Rest In Peace, Doctor GonzoFrom the Denver Post:
Hunter S. Thompson died of a self-inflicted gunshot wound at his home in Woody Creek on Sunday night. He was 67.
this photo comes from the Denver Post as well...
I think about Hunter S. Thompson every day. I don't know him personally, but my concept of him speaks to me out loud. Whenever I'm tired and I want to sleepwalk through my own life, Hunter S. Thompson' blows some smoke in my ear and growls "get moving, you lazy little bastard."
Thompson was a hissing, spitting cobra to the life's mongoose of mediocrity--sometimes the mongoose attacked, but he always bit back like a motherfucker.
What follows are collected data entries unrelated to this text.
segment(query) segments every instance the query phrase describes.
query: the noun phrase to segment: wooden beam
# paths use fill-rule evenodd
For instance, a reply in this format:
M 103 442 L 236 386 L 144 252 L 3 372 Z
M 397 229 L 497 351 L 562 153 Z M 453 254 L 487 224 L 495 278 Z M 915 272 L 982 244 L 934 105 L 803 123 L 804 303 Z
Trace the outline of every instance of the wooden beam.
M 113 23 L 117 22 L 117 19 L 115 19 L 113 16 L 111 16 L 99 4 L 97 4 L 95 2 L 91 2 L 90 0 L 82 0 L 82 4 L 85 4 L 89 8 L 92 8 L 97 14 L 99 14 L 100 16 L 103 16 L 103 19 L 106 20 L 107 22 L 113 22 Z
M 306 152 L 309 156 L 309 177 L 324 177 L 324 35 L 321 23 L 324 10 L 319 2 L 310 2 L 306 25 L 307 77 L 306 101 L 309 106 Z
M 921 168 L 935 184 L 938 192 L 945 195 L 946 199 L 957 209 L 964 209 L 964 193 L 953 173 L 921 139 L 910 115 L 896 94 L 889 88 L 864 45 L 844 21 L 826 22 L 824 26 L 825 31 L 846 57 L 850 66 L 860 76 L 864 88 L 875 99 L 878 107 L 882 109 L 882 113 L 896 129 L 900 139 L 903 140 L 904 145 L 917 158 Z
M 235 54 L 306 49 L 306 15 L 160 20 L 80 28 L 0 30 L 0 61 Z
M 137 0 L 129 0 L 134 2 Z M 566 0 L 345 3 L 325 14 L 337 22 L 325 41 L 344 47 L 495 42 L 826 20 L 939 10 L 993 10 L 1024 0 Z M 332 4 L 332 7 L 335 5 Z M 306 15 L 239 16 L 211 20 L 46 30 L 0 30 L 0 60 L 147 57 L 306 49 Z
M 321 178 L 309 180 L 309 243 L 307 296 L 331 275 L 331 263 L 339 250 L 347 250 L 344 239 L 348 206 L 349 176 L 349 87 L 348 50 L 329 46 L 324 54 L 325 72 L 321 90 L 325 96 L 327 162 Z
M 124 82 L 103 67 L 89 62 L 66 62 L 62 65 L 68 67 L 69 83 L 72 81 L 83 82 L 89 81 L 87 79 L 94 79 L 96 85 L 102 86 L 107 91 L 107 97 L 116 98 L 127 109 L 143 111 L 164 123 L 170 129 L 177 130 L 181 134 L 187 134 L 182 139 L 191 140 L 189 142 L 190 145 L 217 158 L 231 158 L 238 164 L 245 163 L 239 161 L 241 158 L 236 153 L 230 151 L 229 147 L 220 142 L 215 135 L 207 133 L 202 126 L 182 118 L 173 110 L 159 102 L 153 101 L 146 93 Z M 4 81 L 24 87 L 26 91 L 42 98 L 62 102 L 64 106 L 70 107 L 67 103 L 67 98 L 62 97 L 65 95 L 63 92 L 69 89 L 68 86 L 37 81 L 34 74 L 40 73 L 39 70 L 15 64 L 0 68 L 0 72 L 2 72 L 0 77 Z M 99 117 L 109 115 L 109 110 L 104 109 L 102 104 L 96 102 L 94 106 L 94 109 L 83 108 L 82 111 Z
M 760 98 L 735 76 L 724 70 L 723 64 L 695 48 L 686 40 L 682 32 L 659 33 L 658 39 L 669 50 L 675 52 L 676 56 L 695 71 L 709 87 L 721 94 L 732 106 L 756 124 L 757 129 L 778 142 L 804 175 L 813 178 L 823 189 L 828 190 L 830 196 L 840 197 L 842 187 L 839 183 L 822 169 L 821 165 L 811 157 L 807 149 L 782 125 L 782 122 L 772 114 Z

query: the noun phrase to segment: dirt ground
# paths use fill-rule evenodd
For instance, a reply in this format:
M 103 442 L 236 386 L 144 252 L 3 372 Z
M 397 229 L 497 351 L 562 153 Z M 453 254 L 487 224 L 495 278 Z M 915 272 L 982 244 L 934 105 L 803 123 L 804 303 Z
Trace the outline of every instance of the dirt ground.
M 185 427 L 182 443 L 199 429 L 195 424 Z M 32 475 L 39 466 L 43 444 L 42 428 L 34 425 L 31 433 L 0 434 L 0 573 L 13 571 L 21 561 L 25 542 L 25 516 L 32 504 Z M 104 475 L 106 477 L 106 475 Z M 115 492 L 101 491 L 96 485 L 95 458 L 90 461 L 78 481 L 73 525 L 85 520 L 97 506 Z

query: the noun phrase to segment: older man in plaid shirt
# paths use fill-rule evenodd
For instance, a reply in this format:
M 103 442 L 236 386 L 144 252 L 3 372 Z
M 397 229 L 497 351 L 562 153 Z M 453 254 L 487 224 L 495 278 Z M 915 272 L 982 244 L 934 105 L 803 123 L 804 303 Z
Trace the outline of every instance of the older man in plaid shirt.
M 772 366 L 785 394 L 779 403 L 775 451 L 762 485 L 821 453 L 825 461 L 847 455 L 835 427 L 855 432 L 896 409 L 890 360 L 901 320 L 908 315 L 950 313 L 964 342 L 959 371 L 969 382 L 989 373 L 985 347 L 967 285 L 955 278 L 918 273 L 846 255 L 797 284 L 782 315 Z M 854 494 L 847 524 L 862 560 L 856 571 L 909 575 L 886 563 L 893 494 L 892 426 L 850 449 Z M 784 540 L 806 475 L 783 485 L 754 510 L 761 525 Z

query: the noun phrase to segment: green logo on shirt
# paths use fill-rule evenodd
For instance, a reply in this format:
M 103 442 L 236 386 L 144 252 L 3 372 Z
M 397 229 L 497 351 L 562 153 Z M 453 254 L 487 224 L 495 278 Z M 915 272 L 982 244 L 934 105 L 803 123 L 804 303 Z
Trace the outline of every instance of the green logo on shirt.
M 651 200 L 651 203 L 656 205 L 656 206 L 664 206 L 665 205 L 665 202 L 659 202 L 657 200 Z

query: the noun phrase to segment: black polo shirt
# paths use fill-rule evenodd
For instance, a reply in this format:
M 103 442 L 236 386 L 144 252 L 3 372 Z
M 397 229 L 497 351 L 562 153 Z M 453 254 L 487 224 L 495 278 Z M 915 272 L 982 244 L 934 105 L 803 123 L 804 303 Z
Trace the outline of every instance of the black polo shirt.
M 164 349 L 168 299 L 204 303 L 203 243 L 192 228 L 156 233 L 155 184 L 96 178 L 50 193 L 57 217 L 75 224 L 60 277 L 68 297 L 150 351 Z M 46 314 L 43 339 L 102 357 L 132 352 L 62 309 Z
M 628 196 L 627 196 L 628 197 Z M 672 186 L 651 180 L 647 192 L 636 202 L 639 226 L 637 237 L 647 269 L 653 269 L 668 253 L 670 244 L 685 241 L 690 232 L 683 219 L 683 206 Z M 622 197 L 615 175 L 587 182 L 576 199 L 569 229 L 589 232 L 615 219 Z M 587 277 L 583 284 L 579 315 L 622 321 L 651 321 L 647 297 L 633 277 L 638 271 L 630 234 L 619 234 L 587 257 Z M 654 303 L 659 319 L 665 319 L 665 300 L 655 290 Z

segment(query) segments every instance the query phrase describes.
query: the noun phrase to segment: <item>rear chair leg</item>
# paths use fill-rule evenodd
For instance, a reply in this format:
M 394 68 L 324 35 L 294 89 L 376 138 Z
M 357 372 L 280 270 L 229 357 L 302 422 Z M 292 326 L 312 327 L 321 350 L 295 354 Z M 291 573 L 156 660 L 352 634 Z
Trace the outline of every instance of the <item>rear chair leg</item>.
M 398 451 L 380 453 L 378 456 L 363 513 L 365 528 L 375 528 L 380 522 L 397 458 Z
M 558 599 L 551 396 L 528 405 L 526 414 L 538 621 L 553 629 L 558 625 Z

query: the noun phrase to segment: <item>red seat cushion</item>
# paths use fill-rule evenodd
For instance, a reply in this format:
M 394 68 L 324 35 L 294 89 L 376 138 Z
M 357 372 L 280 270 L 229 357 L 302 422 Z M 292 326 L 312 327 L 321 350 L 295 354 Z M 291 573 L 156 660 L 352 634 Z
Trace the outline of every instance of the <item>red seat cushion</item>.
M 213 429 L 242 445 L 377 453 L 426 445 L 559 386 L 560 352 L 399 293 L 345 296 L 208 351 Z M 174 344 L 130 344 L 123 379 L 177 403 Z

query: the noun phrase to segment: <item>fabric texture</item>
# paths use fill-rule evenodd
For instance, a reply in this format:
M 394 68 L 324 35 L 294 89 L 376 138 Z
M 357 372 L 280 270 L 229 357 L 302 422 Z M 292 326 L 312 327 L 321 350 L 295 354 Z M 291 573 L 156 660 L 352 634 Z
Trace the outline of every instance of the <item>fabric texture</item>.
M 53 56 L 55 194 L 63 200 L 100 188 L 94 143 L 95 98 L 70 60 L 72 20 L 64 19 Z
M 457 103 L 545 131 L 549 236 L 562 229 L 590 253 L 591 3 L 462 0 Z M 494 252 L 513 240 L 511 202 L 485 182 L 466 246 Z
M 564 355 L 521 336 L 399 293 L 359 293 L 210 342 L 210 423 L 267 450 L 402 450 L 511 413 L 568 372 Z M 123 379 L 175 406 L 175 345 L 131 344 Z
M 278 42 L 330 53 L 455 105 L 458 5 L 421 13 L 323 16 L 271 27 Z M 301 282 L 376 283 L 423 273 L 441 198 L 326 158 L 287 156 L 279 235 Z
His sad and sudden death leaves a terrifying vacuum in the annals of American discourse. At a time when relentless charismatic status quo-style mediocrity has the hearts and minds of the American public thumping in its greedy fists, we need a loud, profane voice to stab it to death...or at least ventilate some steam out of its suit.
Although I am not sure if he ever said it publicly, the blogging phenomenon must have tickled him to no end. Blogs are nothing more than pure Gonzo journalism at its finest: raw, ripped straight from the fingers of the writer and seared across public consciousness in a matter of seconds. The actual reality of a slavering pack of hungry journalistic pirahna-dogs, set to tear down any and all half-truths and phonies deeply rooted in any establishment anywhere...he must have seen some sort of beauty in that.
I learned to appreciate whiskey long before I could drink it, thanks to Thompson. Through Thompson's tremendous and prolific career I took my first baby steps towards throwing myself into any and all experiences I could find, and I learned to trust my guts with my writing through Thompson's ballsy prose. He might have had substance abuse problems and an ego bigger than a Colorado snowfall, but Doctor Gonzo had brass cojones the size of watermelons channeling straight through his heart and onto the page. To read any of his pages is to know the power of balls and soul working in tandem and at maximum efficiency.
Reading between Thompson's brilliant lines paints a different portrait, however. You'll see real paranoia, terror, and a fragile, nervous personality frayed by life lived too hard and too long on the fringes of sanity. Hunter S. Thompson is an exciting anti-hero in print, but the man behind the legend must have felt crushingly lonely, sad, and alienated from everyone on earth.
I'm going to part here with a bit of wisdom from Thompson's pages, but not from Fear and Loathing in Las Vegas...let the "mainstream" media quote that to death all week. This passage from a letter to a friend in 1958, crystallizes what it is about Thompson that resonates most deeply within me:
"...a man who procrastinates in his CHOOSING will inevitably have his choices made for him by circumstance.
So if you now number yourself among the disenchanted, then you have no choice but to accept things as they are, or to seriously seek something else. But beware of looking for goals: look for a way of life. Decide how you want to live and the see what you can do to make a living WITHIN that way of life.
But you say, 'I don't know where to look; I don't know what to look for.' And there's the crux. Is it worth giving up what I have to look for something better? I don't know--is it? Who can make that decision but you? But even by DECIDING TO LOOK, you go a long way toward making the choice...
There is more to it than that-- no one HAS to do something he doesn't want to do for the rest of his life. But then again, if that's what you end up doing, by all means convince youself that you HAD to do it. You'll have lots of company."